In Nitschke, No. 10-36121 (5-24-12)(Paez with Fisher and Clifton) the 9th affirmed the denial of petitioner's claim for habeas relief under Apprendi. The petitioner failed to preserve the Apprendi issue in his sentencing for manslaughter, the maximum sentence of which was enhanced to
30 years (which he got) for being a dangerous offender. The state courts held that the claim was procedurally barred, and was not plain error. The 9th defers to the state, finding no interwoven with federal law. The claim was procedurally defaulted for federal habeas review.

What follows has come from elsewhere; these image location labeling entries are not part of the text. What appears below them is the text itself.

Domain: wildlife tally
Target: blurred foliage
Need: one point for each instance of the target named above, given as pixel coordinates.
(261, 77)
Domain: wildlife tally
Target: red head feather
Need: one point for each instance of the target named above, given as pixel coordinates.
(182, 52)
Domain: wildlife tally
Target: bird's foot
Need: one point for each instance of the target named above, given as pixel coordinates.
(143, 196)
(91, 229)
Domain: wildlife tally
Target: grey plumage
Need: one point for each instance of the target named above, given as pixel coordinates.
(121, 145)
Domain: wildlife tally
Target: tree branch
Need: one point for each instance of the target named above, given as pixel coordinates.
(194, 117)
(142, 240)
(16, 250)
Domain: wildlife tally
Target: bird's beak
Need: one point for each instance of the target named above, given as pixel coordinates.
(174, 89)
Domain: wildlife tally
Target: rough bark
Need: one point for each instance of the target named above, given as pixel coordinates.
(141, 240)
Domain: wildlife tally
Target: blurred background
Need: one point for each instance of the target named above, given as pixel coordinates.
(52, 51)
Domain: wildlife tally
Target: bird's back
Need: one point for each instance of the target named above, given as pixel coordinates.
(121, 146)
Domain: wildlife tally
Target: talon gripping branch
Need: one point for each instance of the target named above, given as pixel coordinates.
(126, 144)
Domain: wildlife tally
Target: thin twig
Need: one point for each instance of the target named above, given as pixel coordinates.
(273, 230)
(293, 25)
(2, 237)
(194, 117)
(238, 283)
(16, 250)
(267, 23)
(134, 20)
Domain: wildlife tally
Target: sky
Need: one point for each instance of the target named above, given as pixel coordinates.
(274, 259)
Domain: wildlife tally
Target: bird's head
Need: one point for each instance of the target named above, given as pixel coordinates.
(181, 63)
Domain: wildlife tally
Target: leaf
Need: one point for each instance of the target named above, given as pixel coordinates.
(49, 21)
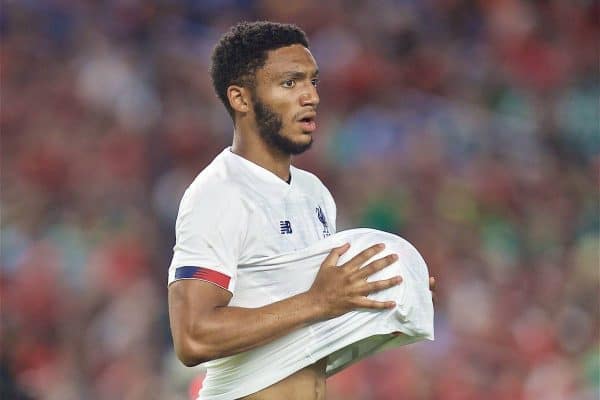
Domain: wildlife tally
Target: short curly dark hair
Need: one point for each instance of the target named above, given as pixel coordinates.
(242, 50)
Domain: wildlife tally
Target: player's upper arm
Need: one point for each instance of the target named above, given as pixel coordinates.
(210, 233)
(191, 303)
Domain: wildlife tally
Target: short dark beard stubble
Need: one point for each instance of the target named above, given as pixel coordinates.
(269, 127)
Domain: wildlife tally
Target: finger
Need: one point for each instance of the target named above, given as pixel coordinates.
(361, 258)
(365, 302)
(432, 283)
(375, 266)
(335, 254)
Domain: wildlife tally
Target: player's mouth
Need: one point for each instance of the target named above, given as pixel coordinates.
(308, 122)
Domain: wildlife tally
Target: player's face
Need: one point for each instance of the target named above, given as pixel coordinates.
(286, 99)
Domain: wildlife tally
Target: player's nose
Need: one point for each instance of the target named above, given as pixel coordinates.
(310, 97)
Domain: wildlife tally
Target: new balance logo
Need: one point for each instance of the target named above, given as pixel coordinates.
(285, 227)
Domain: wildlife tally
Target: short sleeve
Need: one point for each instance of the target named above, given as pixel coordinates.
(209, 235)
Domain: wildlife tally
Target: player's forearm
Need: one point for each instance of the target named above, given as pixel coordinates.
(228, 330)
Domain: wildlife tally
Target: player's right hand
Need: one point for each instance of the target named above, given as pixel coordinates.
(339, 289)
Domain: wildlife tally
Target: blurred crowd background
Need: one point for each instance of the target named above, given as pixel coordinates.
(470, 128)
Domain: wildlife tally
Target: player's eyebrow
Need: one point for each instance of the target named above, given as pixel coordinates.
(298, 74)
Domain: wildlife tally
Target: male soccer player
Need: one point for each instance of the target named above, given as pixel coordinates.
(251, 204)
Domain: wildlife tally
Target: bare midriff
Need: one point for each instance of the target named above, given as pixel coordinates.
(306, 384)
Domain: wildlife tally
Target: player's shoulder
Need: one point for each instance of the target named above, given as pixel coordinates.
(216, 183)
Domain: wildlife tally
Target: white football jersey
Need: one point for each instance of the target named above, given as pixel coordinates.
(235, 213)
(244, 229)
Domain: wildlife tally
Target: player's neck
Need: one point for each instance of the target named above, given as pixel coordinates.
(254, 149)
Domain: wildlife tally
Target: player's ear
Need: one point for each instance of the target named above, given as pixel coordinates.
(239, 98)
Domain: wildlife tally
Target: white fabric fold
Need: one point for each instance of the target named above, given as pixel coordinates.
(343, 340)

2. Fenebock v. Dept. of Corrections, No. 11-15880 (Graber with Schroeder and O'Scannlain). This petition concerns issues arising from the state's primary witness to a murder: a juvenile. After the murder, the child was taken into CPS custody. Prior to trial, the defense did not have access to him. Moreover, in trial preparation, a social worker warned the juvenile
about the tricks defense lawyers play and how they are nasty. Then, at trial, the time for cross-examination was limited. In considering these issues, the 9th denies relief. the 9th holds that there was no absolute right to pretrial access to the witness. There was also no prosecutorial misconduct for the acts of another government agency charged with acting in the juvenile's best interests. Finally, the limitation of cross-examination was permissible and affected no rights.